1.  **Bivariate Case**: For systems with many features (high dimensionality) but a simple 2x2 source-target structure, the `calc_phiid_ccs` function provides significant **multi-fold speedups** on the GPU.
2.  **Multivariate Case**: For systems with more variables (e.g., 3x3), the computational complexity grows exponentially.
    -   Our optimizations, including CUDA kernels for MI calculation, have successfully removed data transfer bottlenecks.
    -   The current performance limitation is the **algorithmic complexity** of the entropy calculation (`2^n` subsets) and the CPU-bound lattice generation.
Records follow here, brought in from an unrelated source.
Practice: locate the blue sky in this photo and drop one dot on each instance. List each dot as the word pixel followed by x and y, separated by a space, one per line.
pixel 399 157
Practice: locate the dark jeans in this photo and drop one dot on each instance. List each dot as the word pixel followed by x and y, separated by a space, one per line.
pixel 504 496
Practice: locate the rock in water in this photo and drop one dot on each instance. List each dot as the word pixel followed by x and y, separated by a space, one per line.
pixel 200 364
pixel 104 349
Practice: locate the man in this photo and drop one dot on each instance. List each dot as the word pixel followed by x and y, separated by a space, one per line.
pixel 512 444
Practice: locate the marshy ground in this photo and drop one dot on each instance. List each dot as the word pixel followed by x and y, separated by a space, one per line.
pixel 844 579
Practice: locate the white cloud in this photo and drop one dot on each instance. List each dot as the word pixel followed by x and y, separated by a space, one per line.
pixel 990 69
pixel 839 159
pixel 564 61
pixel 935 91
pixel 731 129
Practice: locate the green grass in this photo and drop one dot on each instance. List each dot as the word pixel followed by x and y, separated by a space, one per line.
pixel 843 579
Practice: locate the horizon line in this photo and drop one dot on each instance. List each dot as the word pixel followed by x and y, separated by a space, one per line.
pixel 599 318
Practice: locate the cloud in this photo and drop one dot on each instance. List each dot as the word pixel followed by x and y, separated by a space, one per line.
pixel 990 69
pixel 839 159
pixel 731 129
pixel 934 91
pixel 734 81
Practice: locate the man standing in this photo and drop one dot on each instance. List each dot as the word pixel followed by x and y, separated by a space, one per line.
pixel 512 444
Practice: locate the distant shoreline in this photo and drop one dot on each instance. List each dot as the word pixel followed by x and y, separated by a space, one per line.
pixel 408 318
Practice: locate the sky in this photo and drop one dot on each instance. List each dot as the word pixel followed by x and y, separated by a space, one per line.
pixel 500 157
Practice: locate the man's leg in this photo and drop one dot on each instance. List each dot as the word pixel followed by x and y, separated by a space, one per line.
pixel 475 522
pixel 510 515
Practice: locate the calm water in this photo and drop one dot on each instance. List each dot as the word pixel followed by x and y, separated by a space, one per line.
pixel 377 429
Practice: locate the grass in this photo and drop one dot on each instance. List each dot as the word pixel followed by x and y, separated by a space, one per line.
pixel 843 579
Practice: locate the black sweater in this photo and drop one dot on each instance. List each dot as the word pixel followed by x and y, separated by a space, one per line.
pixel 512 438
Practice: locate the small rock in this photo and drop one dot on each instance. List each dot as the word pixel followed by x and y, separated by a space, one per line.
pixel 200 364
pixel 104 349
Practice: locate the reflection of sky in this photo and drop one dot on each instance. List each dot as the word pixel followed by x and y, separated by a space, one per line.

    -   As a result, for N > 1, the highly-optimized NumPy backend currently outperforms the CuPy backend.
3.  **Future Work**: Further significant performance gains in the multivariate case will require **algorithmic innovations** to reduce the complexity of the core entropy calculation, rather than further code-level micro-optimizations.